HP acquired security company Bromium, announcing the purchase on Thursday afternoon. Much as Intel, AMD, Nvidia, Microsoft, and other major vendors hoard key pieces of computer technology, HP may be trying to corner the market on a unique piece of browser technology it already uses.
Bromium technology already underlies HP’s Sure Click feature, which locks every individual browser tab inside of its own virtual machine. Theoretically, any piece of malware on the tab can’t “see” anything more than the tab upon which it resides, protecting the browser as well as the PC host.
Bromium also supplies what it calls Secure File technology, which does the same for each individual download—Office documents, PDFs, and the works. If the file isn’t marked as trusted, it will be opened in what Bromium calls a micro virtual machine.
We’ve previously looked at how virtualization seems to be a key Microsoft technology within the company’s own Windows Server products, and how virtualization-dependent features could translate into the consumer space via Windows 10 Pro.

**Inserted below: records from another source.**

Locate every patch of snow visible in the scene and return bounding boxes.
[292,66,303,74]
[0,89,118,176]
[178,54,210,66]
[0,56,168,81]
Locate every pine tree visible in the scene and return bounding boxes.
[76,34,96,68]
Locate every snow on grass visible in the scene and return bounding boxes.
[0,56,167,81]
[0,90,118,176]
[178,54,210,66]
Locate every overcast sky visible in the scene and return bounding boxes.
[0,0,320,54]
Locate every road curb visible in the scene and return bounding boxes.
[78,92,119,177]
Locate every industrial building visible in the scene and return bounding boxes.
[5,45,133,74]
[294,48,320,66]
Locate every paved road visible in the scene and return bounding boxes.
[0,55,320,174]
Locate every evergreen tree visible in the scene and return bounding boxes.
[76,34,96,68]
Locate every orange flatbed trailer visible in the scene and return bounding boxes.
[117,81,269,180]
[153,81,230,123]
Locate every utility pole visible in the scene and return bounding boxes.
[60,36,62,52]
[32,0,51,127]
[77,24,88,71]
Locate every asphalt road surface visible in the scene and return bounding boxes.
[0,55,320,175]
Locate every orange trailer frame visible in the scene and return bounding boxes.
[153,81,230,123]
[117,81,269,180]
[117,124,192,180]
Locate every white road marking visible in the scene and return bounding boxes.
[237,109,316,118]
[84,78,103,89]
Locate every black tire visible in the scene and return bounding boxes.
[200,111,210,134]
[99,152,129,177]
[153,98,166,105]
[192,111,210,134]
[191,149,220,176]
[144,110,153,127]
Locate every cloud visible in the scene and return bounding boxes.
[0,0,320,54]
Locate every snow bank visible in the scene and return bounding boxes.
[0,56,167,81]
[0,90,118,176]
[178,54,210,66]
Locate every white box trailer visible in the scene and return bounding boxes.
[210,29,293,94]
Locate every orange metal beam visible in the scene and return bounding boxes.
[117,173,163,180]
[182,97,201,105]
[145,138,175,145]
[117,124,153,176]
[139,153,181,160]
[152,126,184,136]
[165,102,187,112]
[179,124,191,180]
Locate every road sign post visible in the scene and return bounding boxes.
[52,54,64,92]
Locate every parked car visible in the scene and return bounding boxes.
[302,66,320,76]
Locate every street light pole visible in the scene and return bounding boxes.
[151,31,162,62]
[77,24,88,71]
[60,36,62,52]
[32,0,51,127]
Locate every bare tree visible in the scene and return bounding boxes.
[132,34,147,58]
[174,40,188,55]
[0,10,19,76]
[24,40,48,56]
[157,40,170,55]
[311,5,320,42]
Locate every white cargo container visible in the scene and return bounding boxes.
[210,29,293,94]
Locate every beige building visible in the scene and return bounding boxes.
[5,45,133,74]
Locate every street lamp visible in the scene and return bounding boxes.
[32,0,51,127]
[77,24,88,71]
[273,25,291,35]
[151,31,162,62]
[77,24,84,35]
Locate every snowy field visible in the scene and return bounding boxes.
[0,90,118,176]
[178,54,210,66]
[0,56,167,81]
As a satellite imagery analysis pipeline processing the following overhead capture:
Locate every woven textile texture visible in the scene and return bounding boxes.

A central component of that is Windows Sandbox, which dramatically expands what Bromium is doing. Instead of wrapping each file in a virtualized environment, Sandbox virtualizes the entire Windows OS, building a Windows PC within a PC. Microsoft doesn’t have a direct analog to Bromium’s technology.
According to HP, the Bromium technology will be used in conjunction with its existing Sure Sense AI-driven antimalware solution on the Elitebook 800 G6; its Sure View display technology; and Sure Start, a secure boot technology. HP didn’t disclose how much it paid for Bromium.